The Canada Post Group of companies had an operating loss of $193 million in 2013, with the sale of its Vancouver sorting station and other real estate helping to offset losses on mail delivery.

The postal service reports the volume of mail it delivers has fallen an average of 30 per cent per address since 2007.

It is in the midst of a multi-year restructuring geared toward handling a 50 per cent reduction in what it calls “transaction mail,” a term that covers letters, bills and statements. These items account for half its annual revenue.

Bills and statements are moving online and emails are replacing letters, reducing Canada Post’s revenue, while its costs remain relatively static, according to its annual report.

Its revenue from Canada Post,  Purolator, SCI Group and Innovapost, totalled $7.56 billion in 2013, down from on $7.52 billion in 2012. Net loss after tax was $29 million for the year, compared to $83 million the year before.

While the number of letters delivered dropped 4.8 per cent in 2013, the volume of parcels is up 6.9 per cent to seven million annually, a reflection of Canada Post’s efforts to grab the e-commerce market.

Building the parcel business is part of a five point plan released in December in an effort to bring Canada Post’s costs in line and adapt it to the new realities in the marketplace.

Its plans to end door-to-door home delivery and raise the price of stamps have met with public criticism.

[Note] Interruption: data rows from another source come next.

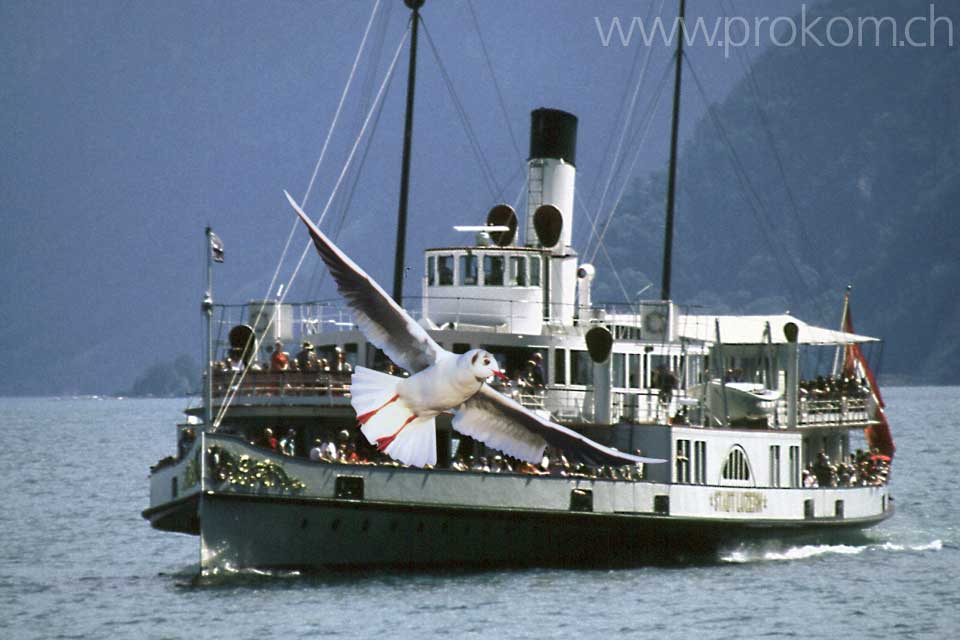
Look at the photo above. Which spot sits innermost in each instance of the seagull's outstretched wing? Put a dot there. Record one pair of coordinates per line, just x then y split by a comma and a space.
382, 320
504, 424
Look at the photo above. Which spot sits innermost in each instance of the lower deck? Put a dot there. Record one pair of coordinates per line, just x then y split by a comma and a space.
255, 508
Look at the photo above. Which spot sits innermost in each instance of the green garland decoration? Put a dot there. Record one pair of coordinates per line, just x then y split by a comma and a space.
250, 473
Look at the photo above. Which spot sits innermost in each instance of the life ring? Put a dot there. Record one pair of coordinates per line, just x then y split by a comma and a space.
654, 323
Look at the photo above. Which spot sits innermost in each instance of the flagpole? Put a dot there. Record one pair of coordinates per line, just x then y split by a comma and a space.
207, 308
843, 327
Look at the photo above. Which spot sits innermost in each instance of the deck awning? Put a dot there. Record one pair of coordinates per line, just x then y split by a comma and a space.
753, 330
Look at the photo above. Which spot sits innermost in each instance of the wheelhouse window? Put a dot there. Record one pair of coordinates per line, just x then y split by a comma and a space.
560, 366
493, 271
634, 373
445, 270
683, 461
794, 467
700, 462
736, 466
775, 465
468, 270
619, 370
518, 271
534, 271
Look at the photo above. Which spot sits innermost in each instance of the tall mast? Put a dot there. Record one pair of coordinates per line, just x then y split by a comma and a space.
207, 308
672, 179
414, 6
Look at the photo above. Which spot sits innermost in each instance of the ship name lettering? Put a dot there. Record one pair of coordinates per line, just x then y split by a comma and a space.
738, 501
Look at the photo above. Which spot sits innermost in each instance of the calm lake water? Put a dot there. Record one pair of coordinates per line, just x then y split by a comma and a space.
78, 561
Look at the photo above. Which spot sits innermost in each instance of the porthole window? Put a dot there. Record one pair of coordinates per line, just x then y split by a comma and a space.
445, 270
468, 270
534, 271
518, 271
736, 466
493, 271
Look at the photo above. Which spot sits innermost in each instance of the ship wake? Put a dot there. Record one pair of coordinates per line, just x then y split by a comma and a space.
754, 554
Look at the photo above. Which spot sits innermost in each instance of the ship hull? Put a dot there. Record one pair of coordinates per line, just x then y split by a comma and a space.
269, 533
254, 509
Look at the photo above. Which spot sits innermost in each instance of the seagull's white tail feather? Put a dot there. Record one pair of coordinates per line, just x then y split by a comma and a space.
388, 422
416, 444
370, 390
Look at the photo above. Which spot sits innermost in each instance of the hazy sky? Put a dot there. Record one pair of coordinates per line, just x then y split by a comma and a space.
126, 127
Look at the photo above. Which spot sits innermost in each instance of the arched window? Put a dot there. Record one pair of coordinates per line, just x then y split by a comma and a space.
737, 466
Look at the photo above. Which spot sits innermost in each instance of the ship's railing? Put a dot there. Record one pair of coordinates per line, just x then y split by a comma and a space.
308, 319
578, 405
283, 383
835, 411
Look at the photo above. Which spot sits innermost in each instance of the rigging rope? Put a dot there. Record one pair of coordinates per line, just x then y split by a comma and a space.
750, 191
492, 184
316, 170
234, 387
493, 75
645, 129
771, 139
626, 126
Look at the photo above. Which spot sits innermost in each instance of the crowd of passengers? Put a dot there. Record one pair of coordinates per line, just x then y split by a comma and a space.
860, 469
306, 360
834, 388
344, 449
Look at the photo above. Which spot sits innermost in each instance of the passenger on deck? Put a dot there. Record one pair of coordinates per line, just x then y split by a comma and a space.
342, 366
307, 358
536, 373
269, 440
665, 381
822, 470
288, 445
234, 361
279, 359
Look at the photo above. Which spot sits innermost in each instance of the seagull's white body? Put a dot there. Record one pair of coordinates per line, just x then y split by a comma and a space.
437, 389
398, 414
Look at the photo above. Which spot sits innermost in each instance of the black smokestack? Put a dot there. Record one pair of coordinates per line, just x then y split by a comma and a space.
553, 134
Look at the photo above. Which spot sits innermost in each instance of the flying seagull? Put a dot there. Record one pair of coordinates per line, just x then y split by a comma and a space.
397, 414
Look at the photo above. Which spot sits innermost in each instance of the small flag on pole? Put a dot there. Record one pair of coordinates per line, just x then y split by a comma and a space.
216, 247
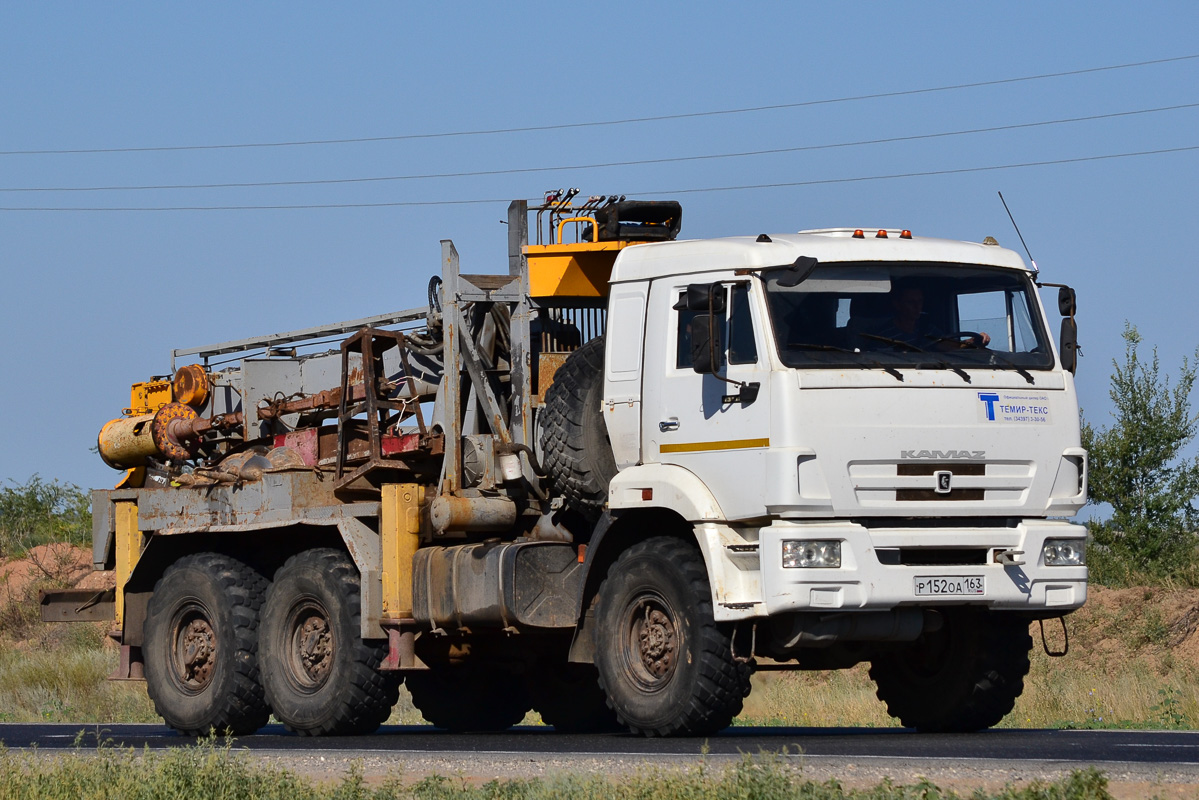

If the post office is also successful in addressing its labour costs and streamlining its costs, CEO Deepak Chopra says it will improve its income by between $700 million and  $900 million a year, returning the crown corporation to financial viability in five years.

"This comprehensive five-year plan will return Canada Post to solid financial footing and provide a platform for growth fuelled by the changing needs of the people and businesses we serve,” Chopra said in the annual report.

"This is more than a business plan; it’s a framework for protecting the national postal service and preparing it for future generations. For the plan to succeed, it is unavoidable that some Canadians will experience change."

While it attempts to restructure, Canada Post has been granted a four-year delay in special contributions to its pension plan, which has a $6.3 billion deficit. In its 2013 report, the crown corporation says the existing plan achieved investment returns of 16.9 per cent last year, but its going concern deficit is $296 million.